In reading the FT article by Andrew Jack I did develop a new respect for the medications which were created from research beginning in the 1950s, in Japan, by scientist Akira Endo. Dr. Endo studied the properties of thousands of fungi, in an effort to produce the medicine naturally, much in the same way that penicillin was created. I was somewhat startled to read that in the late 1960s, Endo expressed concern about the lifestyle habits of baby boomers and that they were suffering heart attacks at high rates and young ages and at the same time had high cholesterol. He began to think that the cholesterol levels should be lowered and he worked for years to find a medicine to do that.

A number statins were developed/created and are indeed available for use. Several companies and several scientists contributed to this. It was interesting also to read about medications that failed in trials, that killed animals, that were too similar to other drugs and to know that the FDA was actually on the ball in this regard.

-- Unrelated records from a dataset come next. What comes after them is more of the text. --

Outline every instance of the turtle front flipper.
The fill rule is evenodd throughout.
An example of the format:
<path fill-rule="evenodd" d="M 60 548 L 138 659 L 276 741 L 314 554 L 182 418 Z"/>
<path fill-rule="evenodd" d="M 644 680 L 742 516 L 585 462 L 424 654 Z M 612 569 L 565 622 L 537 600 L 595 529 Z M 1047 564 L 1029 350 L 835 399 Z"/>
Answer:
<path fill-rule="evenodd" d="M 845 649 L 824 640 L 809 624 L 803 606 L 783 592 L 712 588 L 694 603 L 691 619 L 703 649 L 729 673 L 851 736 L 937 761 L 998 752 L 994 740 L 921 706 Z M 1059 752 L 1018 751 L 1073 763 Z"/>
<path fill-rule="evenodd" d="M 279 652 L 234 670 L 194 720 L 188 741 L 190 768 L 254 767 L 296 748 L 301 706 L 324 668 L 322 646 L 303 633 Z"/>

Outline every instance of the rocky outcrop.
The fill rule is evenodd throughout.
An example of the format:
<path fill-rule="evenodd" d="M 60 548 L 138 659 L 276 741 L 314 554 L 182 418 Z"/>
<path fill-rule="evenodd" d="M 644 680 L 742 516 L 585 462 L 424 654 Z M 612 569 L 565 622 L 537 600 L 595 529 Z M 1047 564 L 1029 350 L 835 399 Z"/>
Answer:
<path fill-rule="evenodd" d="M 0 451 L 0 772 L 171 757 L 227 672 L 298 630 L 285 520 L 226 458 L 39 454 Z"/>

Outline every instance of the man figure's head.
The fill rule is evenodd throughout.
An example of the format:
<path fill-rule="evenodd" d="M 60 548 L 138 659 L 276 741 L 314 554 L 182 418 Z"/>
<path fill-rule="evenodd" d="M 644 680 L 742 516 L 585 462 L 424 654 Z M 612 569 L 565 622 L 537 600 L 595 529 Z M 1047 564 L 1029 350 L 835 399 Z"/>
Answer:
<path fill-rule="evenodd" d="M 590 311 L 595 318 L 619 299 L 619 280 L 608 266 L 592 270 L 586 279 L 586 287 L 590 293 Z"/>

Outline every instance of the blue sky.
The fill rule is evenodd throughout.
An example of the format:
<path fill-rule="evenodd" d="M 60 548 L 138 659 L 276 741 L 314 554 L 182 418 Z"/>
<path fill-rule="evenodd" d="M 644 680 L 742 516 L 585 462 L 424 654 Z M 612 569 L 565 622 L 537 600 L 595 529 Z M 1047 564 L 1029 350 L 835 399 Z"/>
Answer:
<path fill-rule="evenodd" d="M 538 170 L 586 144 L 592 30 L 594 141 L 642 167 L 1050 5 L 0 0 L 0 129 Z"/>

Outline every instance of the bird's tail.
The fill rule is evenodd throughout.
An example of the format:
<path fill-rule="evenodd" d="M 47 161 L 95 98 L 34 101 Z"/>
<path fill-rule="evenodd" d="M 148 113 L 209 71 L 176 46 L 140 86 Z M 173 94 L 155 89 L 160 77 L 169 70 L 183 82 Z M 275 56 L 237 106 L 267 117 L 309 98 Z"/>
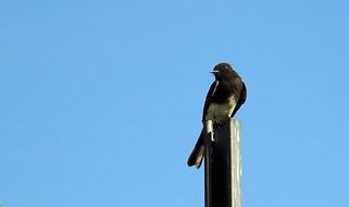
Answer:
<path fill-rule="evenodd" d="M 200 136 L 190 154 L 190 157 L 188 158 L 188 166 L 195 166 L 197 168 L 200 168 L 202 160 L 203 160 L 203 156 L 204 156 L 204 138 L 203 138 L 203 129 L 200 133 Z"/>

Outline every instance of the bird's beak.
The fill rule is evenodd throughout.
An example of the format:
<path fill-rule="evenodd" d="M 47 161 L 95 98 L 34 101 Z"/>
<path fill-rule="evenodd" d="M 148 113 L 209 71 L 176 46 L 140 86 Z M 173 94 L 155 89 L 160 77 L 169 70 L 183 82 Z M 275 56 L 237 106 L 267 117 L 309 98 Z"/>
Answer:
<path fill-rule="evenodd" d="M 219 73 L 219 71 L 214 71 L 214 70 L 212 70 L 212 71 L 210 71 L 210 73 L 212 73 L 212 74 L 216 74 L 216 73 Z"/>

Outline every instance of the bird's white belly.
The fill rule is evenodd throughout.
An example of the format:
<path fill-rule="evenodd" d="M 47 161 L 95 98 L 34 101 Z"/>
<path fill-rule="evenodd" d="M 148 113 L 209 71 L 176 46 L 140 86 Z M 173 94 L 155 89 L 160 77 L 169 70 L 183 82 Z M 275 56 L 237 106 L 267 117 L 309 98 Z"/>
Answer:
<path fill-rule="evenodd" d="M 236 101 L 234 99 L 234 96 L 229 98 L 227 104 L 211 104 L 204 119 L 217 122 L 226 121 L 228 117 L 233 113 L 235 107 Z"/>

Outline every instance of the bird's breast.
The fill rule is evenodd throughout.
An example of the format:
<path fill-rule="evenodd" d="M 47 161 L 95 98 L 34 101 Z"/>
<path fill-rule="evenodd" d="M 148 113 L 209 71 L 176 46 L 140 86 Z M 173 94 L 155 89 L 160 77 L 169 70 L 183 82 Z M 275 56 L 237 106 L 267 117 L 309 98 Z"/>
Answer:
<path fill-rule="evenodd" d="M 209 108 L 205 120 L 213 120 L 215 122 L 226 121 L 233 113 L 236 107 L 236 100 L 234 96 L 230 96 L 226 102 L 216 104 L 212 102 Z"/>

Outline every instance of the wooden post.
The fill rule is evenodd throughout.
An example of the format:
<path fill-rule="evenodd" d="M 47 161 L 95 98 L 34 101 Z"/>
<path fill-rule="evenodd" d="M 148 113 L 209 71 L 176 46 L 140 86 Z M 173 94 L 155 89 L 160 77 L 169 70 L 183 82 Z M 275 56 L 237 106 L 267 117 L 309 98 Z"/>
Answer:
<path fill-rule="evenodd" d="M 240 122 L 229 119 L 213 132 L 207 130 L 205 207 L 241 207 L 241 182 Z"/>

It was funny to read about the first statin that came out, as it was a very gritty powder that was mixed with water and drank. Someone likened it to drinking sand. I think that was Mevacor. Whatever the name, my father took it. I well remember his little containers where he shook it up and drank it and the round can that it came in.

Still the lowering of high cholesterol was a grand thing, but the important thing was reducing the number of heart attacks and doing so with the least side effects. Lipitor pretty much won that contest and when the original company, Warner Lambert, partnered with Pfizer, the marketing campaign began. This was 1997. (My dad died of a heart attack in 2002)

The end of the 90s was indeed the time that the drug companies went crazy with direct to consumer marketing, but before that, they were aggressively pushing medications to doctors and nurses, residents and interns in both private practice, health clinics and hospitals. Having worked in the medical field during the early 00s, I can promise you this, the wining and dining was extensive and elaborate. My mother, in the restaurant industry, can tell you the same thing. (You might also recall that Pfizer has been sued several times and has had settlement judgments because of this marketing - among other things)

Lipitor was originally less expensive then the other drugs, but the sheer numbers of prescriptions made it the billion dollar drug that it still is. Pfizer fought a good hard fight to get the drug patent extended. Ways to do this include changing pills to extended release, or once a week from daily, that sort of thing. Pfizer was working to combine this LDL lowering drug with an HDL enhancing one, but the clinical trials were halted due to adverse health effects (death).

Pfizer, in my opinion, has not taken any of the law suits seriously, but they have cut back on staff and made other changes as they accept that the patent is not going to be extended and they are going to lose money. They also note that governments and insurance companies are (GASP) asking for more rigorous clinical trials and proof of efficacy and safety. In fact, these primary care drugs are not going to be profitable anymore, instead companies look for speciality drugs and I expect cancer drugs are where the real money is.

Pfizer is still being aggressive in commercials. Nearly ever day I hear the one about how generic statins are out there, but there is no generic Lipitor. So, the commercial says, if your doctor switches you to a less expensive generic it is NOT the same medicine you have been taking. And of course, based on the earlier research, Lipitor was superior to the other statins, but even that has been challenged of late.

From reading the article, I come away with more respect for statins, ones that lower cholesterol AND reduce heart attacks, but even less respect for Pfizer because of the ads I hear on my radio today. And I absolutely hunger for comparative research so that I can look at the statin meds side by side and compare the efficacy and the side effects of each. (there are websites that allow me to do this, but it's work!)

I am worried about the lack of prevention that has occurred since the concern of heart disease and heart disease deaths related to diet and tobacco were raised over 50 years ago. The baby boomers may have started this, but it is their grandchildren who are the obese who will be suffering these primary care illnesses at far too young of an age and who will likely experience the first decrease in life expectancy compared to the generations preceding them.